A High Purity Factor VIII/vWF Complex Concentrate Is Effective in the Management of Mild Hemophillia A with Inhibitors: A Case Report.

Introduction: Inhibitor development in Mild Haemophilia A (MHA) is an uncommon complication, occurring in approximately 15% of MHA patients. Risk factors associated with the development of inhibitors in MHA include change in recombinant factor VIII (rFVIII), intensive replacement therapy, immunological challenges and missense mutations in the FVIII gene, including Tyr2105Cys mutation on exon 22. Only few reports have addressed the therapeutic options to eradicate these inhibitors, either by immune tolerance or immunosuppressive protocols.

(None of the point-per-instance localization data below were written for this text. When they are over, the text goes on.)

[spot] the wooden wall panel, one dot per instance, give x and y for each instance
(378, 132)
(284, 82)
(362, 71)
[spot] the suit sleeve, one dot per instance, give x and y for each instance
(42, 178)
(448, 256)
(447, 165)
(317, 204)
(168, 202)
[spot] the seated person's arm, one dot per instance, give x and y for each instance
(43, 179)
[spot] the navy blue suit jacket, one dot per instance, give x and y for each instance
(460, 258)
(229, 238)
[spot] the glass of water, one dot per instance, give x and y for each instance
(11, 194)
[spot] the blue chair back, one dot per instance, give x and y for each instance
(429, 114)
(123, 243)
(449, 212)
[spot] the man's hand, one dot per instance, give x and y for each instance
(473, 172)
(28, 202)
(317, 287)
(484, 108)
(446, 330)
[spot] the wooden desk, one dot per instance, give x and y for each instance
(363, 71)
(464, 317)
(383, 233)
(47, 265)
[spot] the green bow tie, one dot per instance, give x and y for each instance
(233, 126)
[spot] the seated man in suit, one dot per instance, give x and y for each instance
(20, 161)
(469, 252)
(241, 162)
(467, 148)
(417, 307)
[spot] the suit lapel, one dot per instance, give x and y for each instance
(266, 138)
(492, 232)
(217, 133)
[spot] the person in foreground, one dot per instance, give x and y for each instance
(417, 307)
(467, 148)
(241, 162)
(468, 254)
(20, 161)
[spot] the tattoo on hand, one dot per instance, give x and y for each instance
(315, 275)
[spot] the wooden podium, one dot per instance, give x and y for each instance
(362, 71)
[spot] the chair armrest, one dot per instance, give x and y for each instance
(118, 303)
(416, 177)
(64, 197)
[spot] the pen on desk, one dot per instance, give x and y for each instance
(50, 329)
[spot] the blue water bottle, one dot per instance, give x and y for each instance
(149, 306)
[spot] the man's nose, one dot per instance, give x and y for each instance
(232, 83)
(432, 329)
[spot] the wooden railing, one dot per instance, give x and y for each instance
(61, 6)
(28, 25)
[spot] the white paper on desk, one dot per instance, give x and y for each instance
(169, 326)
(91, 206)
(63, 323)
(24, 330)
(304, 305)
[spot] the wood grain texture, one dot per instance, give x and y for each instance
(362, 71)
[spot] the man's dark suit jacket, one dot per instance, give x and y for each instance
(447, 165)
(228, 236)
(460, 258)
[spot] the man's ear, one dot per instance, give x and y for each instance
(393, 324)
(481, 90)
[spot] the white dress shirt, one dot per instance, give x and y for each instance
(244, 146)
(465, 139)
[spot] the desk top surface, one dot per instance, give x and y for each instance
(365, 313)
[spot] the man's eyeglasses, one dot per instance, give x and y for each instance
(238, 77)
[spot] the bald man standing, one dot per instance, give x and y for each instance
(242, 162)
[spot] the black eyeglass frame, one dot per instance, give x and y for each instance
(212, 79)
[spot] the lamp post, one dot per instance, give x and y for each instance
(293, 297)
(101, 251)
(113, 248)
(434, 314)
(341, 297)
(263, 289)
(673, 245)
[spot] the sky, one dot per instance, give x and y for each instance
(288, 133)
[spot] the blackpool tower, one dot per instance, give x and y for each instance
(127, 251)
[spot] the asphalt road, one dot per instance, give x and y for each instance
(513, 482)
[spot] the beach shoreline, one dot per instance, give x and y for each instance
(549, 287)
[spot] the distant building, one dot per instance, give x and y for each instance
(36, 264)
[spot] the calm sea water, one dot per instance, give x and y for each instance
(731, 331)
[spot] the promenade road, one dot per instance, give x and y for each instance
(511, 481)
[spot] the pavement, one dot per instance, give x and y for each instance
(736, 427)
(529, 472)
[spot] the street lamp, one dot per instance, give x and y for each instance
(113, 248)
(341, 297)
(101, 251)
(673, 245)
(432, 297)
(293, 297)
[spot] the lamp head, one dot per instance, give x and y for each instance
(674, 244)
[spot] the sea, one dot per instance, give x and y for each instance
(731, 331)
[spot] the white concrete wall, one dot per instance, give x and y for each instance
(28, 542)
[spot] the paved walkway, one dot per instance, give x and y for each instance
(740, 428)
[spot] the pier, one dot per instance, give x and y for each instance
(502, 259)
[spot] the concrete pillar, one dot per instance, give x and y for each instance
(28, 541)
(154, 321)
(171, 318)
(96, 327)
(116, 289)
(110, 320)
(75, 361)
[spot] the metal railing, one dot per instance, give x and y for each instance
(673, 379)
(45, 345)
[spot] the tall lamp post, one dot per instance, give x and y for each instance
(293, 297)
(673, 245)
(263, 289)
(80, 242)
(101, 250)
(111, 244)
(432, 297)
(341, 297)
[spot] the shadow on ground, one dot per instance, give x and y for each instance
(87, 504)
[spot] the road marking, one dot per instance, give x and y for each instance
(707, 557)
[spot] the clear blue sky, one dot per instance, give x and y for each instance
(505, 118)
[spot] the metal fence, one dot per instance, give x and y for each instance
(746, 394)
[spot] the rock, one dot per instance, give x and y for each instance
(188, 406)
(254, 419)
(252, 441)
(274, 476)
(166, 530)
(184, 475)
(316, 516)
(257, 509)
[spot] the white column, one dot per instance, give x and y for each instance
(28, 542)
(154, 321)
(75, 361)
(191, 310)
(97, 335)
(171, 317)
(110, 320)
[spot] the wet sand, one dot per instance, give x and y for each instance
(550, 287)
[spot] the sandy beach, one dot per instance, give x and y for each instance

Patient: We present a case report of a 36-year-old MHA patient (original factor VIII activity of 17.5% (10–20%) with a Tyr2105Cys mutation. He developed a low titre inhibitor after intensive exposure to rFVIII to cover for spinal epidural steroid injection, switch of recombinant product (full length rFVIII to B-domain deleted rFVIII) and intensive antiviral treatment (pegylated interferon and ribavarin) for Hepatitis C. His quality of life was very poor due to recurrent spontaneous bleeds - ecchymoses, haematomas and haemarthroses. His baseline factor VIII activity dropped to 1% with an initial inhibitor titre of 2.6 BU and factor VIII recovery of less than 25%.

Results: The patient responded positively when started on an immune tolerance protocol with a low dose of high purity FVIII/vWF complex concentrate. All clinical parameters improved two weeks after commencing 50 IU/kg on alternate days of the high purity FVIII/vWF product. FVIII recovery levels improved to 50% and he was asymptomatic in terms of bleeding manifestations for the following 17 weeks. Inhibitor titres stabilised at 3.5 BU. Recently, the recovery levels dropped to 26% and the frequency of bleeds increased, necessitating treatment with additional doses. The immune tolerance dose of the high purity FVIII/vWF was increased to 100IU/kg/day. Haemostatic and clinical parameters again recovered (factor VIII recovery levels of 43%) with no further spontaneous bleeds.

Conclusions: The use of recombinant factor VIII, especially high intensity replacement may pose a risk of inhibitor development and bleeding complications during the management of MHA patients with Tyr2105Cys mutation. An immune tolerance protocol with FVIII/vWF concentrate is effective in the management of MHA patients with inhibitors and can improve the quality of life soon after the start of the treatment. There is no anamnestic response observed. Though low dose immune-tolerance protocol may be effective, the benefits may be short-lasting, necessitating treatment with high daily dose protocol.